Then we can define a representation of $SU(2)$ on the space $V_m$ by the formula

$[\Pi_m(U)f](z) = f(U^{-1}z).$

We can then define the Lie algebra representaion of $\text{su}(2)$ by the formula

$\pi_m(X) = \left. \frac{d}{dt}\Pi_m(e^{tX}) \right |_{t=0}$

which works out to be

$\pi_m(X)f = -\frac{\partial f}{\partial z_1}(X_{11} z_1+ X_{12} z_2) - \frac{\partial f}{\partial z_2}(X_{21}z_2 + X_{22}z_2).$

It turns out that this representation extends to a representation of $\text{sl}(2;\mathbb{C})$

Now we have two ways of interpreting the tensor product representation $\pi_m \otimes \pi_m$.

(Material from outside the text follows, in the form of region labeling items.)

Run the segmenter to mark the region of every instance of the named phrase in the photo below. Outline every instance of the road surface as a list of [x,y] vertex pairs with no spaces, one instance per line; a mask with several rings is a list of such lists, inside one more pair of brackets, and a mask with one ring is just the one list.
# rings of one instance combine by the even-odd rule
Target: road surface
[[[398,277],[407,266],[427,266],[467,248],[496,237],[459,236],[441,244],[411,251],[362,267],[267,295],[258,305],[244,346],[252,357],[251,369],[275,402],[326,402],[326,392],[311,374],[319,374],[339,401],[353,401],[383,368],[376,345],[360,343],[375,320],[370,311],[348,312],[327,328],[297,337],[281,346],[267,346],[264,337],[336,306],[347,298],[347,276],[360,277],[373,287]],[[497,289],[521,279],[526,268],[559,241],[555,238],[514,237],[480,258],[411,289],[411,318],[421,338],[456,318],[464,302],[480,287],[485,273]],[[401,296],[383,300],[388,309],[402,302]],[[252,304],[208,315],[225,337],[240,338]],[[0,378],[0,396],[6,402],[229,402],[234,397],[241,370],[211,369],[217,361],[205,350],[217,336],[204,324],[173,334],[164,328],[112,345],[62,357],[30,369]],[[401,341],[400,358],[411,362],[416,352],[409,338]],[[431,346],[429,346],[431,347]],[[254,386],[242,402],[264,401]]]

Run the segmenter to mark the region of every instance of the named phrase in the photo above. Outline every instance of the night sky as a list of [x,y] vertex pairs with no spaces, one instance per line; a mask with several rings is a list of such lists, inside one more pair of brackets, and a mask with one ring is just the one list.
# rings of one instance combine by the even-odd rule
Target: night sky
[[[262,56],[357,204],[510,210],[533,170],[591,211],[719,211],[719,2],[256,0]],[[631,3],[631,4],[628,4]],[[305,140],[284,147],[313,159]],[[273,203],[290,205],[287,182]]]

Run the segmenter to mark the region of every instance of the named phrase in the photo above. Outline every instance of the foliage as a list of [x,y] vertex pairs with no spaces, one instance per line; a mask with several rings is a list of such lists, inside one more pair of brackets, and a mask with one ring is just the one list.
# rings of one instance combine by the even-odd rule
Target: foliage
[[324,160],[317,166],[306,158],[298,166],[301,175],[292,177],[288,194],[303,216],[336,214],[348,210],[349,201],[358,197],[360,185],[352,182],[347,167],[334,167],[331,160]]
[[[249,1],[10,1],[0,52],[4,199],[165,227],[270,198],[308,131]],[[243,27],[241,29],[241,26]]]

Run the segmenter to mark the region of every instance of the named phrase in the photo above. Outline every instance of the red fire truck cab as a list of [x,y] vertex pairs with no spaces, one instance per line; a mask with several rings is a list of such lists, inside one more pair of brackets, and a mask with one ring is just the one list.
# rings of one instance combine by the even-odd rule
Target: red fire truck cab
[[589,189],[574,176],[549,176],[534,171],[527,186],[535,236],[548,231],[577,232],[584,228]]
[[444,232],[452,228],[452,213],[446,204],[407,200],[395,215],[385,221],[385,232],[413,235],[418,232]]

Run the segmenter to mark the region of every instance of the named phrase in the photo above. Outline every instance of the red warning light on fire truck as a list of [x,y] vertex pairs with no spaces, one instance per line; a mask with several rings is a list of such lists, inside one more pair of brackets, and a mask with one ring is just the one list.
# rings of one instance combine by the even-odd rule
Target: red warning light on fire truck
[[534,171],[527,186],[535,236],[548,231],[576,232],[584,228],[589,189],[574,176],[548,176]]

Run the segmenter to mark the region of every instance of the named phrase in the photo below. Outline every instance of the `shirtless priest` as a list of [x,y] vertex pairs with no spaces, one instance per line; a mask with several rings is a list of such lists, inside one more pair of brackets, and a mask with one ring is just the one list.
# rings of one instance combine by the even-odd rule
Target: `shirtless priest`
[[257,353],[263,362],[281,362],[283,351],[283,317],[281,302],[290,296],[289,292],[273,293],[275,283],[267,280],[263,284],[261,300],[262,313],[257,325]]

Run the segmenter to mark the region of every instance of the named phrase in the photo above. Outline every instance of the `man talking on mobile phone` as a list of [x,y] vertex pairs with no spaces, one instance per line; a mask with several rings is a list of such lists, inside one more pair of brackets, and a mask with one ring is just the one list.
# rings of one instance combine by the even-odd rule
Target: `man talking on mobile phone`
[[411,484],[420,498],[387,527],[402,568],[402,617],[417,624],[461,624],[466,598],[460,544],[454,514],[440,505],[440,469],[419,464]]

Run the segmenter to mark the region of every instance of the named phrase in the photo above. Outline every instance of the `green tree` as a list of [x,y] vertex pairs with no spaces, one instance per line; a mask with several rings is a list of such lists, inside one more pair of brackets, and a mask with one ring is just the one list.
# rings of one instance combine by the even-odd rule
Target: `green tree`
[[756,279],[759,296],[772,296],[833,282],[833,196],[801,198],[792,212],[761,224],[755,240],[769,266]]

1) We can define $\pi_m \otimes \pi_m$ as a representation of $\text{sl}(2;\mathbb{C}) \oplus \text{sl}(2;\mathbb{C})$ acting on $V_m \otimes V_m$ by $\pi_m \otimes \pi_m (X,Y) = \pi_m(X) \otimes I + I \otimes \pi_m(Y)$

2) We also have $\pi_m \otimes \pi_m$ as a representation of $\text{sl}(2;\mathbb{C})$ acting on $V_m \otimes V_m$ defined by

$\pi_m \otimes \pi_m (X) = \pi_m(X) \otimes I + I \otimes \pi_m(X)$

The exercise is to show that $V_1 \otimes V_1$ as a representaion of $\text{sl}(2;\mathbb{C})$ (our second interpretation) is reducible, whilst as a representation of $\text{sl}(2;\mathbb{C}) \oplus \text{sl}(2;\mathbb{C})$(the first interpretation) it is irreducible.

I think, in the first interpretation, that $\pi_1(X) \otimes \pi_2(Y)$ is irreducible if and only if $\pi_1(X)$ and $\pi_2(Y)$ are irreducible. Is this true?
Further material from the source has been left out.